Fast Fashion

This is an aggregate term meant to describe several different phenomenon which came together in the early part of the 2000s to drastically (1) increase the rate at which the average consumer buys clothes, and (2) decrease the length of time a style is considered fashionable and desirable.

There are three market and business trends that have come together:

  1. Clothes manufacturing became much cheaper and more efficient. Manufacturing companies proliferated in countries with very low-cost labor and supply chains were refined to drastically lower the costs of production. Additionally, most of these companies are located in countries with relatively lax intellectual property laws.

  2. Media saturation exposed the public to more ideas and trends, and caused those ideas to spread more quickly.

  3. The effort for a manufacturer to bring new goods to market (before even having to even produce them), and the effort for a consumer to buy those goods, was vastly reduced by the rise of ecommerce.

The result is that fashion trends and cycles have compressed – they have become “faster.” Designers used to have “spring” and “fall” collections that would eventually trickle down to the broader market and have non-trivial costs attached to them.

But today, within a week of something appearing in a runway show and being covered by dozens of media outlets, a vendor can copy the design without fear of legal consequences, have pictures on ecommerce websites a few days later, start taking orders, and have garments moving in shipping containers a week after that.

The result is that our expectation for the quality and longevity of clothes has dropped.

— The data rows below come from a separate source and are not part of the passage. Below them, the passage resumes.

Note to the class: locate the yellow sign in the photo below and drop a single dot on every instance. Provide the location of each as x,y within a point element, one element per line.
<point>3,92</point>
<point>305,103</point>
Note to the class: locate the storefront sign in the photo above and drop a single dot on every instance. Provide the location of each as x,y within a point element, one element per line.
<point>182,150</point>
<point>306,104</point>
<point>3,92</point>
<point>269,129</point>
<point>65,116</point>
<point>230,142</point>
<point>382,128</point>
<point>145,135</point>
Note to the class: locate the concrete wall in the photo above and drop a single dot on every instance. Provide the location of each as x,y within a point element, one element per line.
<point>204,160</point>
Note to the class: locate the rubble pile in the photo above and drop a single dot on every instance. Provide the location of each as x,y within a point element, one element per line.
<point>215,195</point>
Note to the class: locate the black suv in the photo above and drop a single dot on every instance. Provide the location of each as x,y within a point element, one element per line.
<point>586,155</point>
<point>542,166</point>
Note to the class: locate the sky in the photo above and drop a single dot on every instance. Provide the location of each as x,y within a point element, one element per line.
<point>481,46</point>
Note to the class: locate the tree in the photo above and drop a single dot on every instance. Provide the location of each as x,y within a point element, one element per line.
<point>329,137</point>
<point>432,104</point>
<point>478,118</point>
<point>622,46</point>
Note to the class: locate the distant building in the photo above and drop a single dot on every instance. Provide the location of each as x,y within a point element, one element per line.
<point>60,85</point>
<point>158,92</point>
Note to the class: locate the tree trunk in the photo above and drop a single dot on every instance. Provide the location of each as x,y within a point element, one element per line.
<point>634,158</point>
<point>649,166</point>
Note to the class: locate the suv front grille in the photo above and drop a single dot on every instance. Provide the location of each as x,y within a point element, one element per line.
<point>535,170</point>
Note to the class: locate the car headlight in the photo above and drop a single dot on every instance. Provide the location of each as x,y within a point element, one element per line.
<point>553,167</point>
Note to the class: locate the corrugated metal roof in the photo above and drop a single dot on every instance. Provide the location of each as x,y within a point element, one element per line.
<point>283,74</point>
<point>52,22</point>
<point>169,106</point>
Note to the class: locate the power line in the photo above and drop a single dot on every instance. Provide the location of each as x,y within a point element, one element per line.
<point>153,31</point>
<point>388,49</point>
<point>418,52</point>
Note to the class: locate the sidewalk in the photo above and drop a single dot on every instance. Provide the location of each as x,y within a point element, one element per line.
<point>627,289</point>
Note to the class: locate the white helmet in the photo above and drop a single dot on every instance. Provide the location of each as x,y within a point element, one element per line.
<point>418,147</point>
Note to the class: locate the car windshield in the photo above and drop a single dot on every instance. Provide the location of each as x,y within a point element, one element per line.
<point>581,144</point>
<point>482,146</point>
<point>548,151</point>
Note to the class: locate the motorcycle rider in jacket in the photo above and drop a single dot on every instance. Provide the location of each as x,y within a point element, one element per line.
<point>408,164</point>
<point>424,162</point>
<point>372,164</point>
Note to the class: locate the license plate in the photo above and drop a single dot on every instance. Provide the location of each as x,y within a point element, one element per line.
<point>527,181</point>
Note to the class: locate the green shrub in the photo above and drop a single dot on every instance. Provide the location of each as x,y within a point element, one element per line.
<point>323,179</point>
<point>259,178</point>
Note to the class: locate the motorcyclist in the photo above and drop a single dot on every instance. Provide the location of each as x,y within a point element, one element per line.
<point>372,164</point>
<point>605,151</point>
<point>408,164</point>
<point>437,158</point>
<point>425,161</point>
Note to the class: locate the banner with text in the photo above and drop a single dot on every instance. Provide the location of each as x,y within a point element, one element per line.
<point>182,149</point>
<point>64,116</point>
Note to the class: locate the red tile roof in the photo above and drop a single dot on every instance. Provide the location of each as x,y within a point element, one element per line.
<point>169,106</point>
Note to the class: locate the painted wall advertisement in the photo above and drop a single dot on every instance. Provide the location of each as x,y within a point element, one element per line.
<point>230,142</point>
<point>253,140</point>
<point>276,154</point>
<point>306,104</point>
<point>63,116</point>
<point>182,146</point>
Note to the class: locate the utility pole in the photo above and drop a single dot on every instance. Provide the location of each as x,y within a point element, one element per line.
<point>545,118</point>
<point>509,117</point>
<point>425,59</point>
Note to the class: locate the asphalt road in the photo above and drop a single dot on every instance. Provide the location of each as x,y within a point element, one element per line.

We don’t buy clothes to last several years – we buy them with the expectation that we’ll wear them briefly until the styles change. As our financial investment has reduced, so has our need to get a return from it – we’ll toss out a $20 pair of jeans much more quickly than a $200 pair.

(Consider the men’s denim jacket. This was a fashion staple from the 1950s through the 1980s – it was basically a required thing when I was in high school. It had a “cycle” of about 35 years before falling out of fashion in the 90s.)

The claimed negative effects are two-fold:

I’ve long-admired this clip from The Devil Wears Prada where Miranda pointedly explains to Andy how fashion cycles work, and how what she’s wearing at the moment “trickled on down to some tragic ‘Casual Corner’ where you, no doubt, fished it out of some clearance bin.”

Great acting and snark aside, this is a clear description of traditional fashion cycles. Today, this has been compressed to the point where the shade of blue introduced by the “2002 Oscar de la Renta collection” that Miranda mentions would have been duplicated and for sale on clothing websites within a week.

There doesn’t seem to be a direct opposite to fast fashion. I found some articles that claimed “slow fashion” was a thing:

Our efforts to stymie the fashion industry as a whole, slow and fast, must be focused on promoting the concept of staple style, a concept already in existence, and already being practiced by a small minority of clothing fans. […] These brands are referred to as classics, staples, legacy and heritage labels, all terms that define them as the opposite of fast fashion

However, the feeling I got from them is that “slow fashion” was just “how things used to be.” They’re not claiming something new, they’re just saying we should return to the old ways that clothing used to proliferate and be evaluated.

Put another way, I don’t think anyone back in the 1970s acknowledged that “this is slow fashion.” Rather, it was just normal because no one could have conceived of the changes that led us to where we are today. I that sense, I think a more accurate term for fast fashion would be “faster fashion,” because the phenomenon only makes sense by comparison.

Why I Looked It Up

My stepmother showed me a short documentary about clothing waste and the lack of recycling. It concentrated on the retailer H&M, and how they have implemented a clothing recycling program which is mostly ineffectual. The documentary pointed out how clothing is very hard to genuinely recycle, and most of it ends up in landfills in the Third World.

The phrase “fast fashion” was used dozens of times in the documentary.

It reminded me of this 2013 SNL music video skit literally called H&M.

Man: I only have $60 and I need to buy six shirts and four pairs of pants.

Associate: You came to the right place. That’s what we do at H&M.

The term “fast fashion” is never stated, but the entire video is based on (1) how cheap H&M is, (2) how trendy the styles are, and (3) how poor the quality is.

Got no money but you’re trying to look like a star. […] The prices on the clothes are great, [but] put ‘em in the wash and they’ll disintegrate.

I also became vaguely aware of the concept of “fast fashion” a few years ago when a certain type of top became fashionable for women – the top with the shoulder cutouts. This style was everywhere…for a few months. I have little clue about fashion, but I remember looking that at that and thinking, “Pretty soon, that’s going to look ridiculously dated,” and I was right. I suspect the number of times the average woman wore that style of top was in the single digits.

Mostly, I looked this up because I was curious if there was any hard definition about it. Turns out there’s not. It’s just a general term for a set of business, social, and market trends that combined to cause several secondary effects. And it’s the secondary effects that defined the term – “fast fashion” is pejorative. It seems to exist just to explain the damage that it does.